Siracusa- Al crepuscolo di ieri il Teatro greco di Siracusa è tornato a rianimarsi delle voci, dei suoni e dei movimenti degli attori che hanno messo in scena, per il 53°ciclo di spettacoli classici dell’Inda, la tragedia di Eschilo “Sette contro Tebe”, diretti dal regista Marco Baliani.
Scenografia essenziale, come annunciato: la terra nuda e cruda, che accoglie il disastro della guerra fratricida.

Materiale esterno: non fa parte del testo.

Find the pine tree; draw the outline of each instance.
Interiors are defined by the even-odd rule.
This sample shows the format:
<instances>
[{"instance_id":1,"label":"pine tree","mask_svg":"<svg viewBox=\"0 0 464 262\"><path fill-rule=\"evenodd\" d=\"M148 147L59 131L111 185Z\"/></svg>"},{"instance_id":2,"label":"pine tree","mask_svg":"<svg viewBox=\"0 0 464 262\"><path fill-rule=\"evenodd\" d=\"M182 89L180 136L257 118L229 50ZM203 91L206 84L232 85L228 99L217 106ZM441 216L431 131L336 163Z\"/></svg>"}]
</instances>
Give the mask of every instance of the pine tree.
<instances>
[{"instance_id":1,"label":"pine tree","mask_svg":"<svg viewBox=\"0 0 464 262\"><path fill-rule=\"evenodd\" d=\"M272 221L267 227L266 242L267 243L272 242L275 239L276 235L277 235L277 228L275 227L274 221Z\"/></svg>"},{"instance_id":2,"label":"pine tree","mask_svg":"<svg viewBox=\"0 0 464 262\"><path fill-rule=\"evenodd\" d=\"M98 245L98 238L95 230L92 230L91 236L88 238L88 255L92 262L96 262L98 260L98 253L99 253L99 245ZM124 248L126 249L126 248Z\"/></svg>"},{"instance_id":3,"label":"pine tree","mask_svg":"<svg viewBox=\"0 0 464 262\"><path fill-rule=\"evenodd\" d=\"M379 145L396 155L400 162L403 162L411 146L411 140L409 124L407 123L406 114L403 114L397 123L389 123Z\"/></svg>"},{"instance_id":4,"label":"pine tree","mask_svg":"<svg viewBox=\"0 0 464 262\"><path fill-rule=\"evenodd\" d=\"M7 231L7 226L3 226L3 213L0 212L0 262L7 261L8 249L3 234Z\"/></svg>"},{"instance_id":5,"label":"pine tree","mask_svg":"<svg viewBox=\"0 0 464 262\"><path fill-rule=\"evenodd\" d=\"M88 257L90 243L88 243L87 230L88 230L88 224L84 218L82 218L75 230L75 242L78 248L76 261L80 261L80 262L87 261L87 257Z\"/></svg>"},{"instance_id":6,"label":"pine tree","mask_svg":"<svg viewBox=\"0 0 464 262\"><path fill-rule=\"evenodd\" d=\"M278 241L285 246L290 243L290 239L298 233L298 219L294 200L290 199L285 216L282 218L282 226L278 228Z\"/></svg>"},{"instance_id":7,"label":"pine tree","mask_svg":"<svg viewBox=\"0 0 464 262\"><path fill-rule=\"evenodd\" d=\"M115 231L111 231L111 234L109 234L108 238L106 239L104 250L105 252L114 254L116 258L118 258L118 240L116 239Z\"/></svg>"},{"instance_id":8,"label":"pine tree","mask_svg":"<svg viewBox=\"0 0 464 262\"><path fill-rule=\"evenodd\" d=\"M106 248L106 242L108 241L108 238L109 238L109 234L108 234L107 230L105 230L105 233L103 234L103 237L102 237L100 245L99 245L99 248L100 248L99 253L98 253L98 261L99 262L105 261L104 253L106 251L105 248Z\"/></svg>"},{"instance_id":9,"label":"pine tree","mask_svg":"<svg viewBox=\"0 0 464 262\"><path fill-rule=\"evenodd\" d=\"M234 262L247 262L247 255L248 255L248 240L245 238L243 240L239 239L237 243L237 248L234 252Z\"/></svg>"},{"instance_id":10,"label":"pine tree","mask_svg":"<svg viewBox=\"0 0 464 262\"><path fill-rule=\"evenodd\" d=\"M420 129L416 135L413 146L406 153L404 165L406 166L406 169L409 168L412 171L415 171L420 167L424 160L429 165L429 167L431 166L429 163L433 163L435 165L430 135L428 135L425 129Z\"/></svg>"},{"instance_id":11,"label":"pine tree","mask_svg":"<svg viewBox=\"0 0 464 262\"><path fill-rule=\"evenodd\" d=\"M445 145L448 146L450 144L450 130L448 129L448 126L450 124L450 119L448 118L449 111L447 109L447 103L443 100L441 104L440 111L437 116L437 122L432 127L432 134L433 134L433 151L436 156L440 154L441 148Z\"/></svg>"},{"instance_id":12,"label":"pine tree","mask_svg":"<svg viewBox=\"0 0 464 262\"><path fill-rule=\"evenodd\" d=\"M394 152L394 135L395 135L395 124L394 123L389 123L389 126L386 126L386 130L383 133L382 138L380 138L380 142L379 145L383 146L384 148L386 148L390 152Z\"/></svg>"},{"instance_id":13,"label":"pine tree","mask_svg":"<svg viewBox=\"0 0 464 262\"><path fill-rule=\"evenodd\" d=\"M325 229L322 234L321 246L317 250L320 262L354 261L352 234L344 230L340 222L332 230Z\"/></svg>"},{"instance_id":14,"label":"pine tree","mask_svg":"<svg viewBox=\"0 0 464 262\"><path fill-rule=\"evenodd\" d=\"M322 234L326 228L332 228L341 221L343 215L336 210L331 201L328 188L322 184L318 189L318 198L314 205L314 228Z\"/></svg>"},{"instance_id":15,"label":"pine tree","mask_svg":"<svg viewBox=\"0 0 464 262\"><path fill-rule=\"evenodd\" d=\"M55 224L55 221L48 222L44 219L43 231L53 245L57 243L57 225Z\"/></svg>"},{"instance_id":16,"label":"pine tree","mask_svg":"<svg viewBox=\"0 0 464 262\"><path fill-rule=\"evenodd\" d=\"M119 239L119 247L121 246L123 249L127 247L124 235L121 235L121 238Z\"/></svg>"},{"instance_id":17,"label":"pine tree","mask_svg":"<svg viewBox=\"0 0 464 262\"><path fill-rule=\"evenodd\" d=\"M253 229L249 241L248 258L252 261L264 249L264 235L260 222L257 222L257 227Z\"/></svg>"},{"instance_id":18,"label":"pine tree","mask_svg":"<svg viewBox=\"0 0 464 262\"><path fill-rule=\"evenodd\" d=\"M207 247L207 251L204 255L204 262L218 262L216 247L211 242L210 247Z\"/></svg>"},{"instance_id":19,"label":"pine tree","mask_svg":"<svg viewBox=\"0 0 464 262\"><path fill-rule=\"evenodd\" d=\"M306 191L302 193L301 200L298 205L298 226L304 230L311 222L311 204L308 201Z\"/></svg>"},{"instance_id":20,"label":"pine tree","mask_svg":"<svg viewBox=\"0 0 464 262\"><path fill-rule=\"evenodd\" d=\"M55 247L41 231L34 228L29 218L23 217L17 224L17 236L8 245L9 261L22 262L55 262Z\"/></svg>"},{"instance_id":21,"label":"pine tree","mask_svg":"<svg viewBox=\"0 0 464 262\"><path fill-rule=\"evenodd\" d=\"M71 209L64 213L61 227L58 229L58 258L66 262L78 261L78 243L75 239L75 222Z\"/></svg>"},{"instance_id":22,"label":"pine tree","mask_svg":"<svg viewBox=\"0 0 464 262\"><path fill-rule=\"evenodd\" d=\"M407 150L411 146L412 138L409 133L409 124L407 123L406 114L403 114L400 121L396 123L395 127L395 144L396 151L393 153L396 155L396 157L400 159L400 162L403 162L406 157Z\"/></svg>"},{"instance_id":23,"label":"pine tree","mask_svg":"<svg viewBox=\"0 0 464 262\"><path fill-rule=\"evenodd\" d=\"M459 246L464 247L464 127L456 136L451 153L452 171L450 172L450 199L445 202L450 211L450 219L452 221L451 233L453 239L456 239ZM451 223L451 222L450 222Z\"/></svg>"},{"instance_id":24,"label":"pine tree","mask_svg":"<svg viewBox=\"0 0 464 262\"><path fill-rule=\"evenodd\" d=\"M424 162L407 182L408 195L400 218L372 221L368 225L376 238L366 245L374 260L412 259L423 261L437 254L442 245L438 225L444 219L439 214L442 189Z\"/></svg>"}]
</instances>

Un perimetro spoglio, quello dell’antica cavea della Neapolis, diventato riflesso delle anime inorridite dei protagonisti che si preparano ad accogliere la distruzione, presagita e voluta dagli Dei.
La natura è svilita, come l’umanità di fronte alle dure, inesorabili, prove che il destino costringe ad affrontare.
Sullo sfondo campeggia un albero, dai rami spiegati, come in un abbraccio paterno, che offre il senso dell’accoglienza, del rifugio, da quella paura palpabile che incalza, dagli orrori che la massa, qui individualizzata nella reazione di ognuno dei coristi, si appresta a vivere.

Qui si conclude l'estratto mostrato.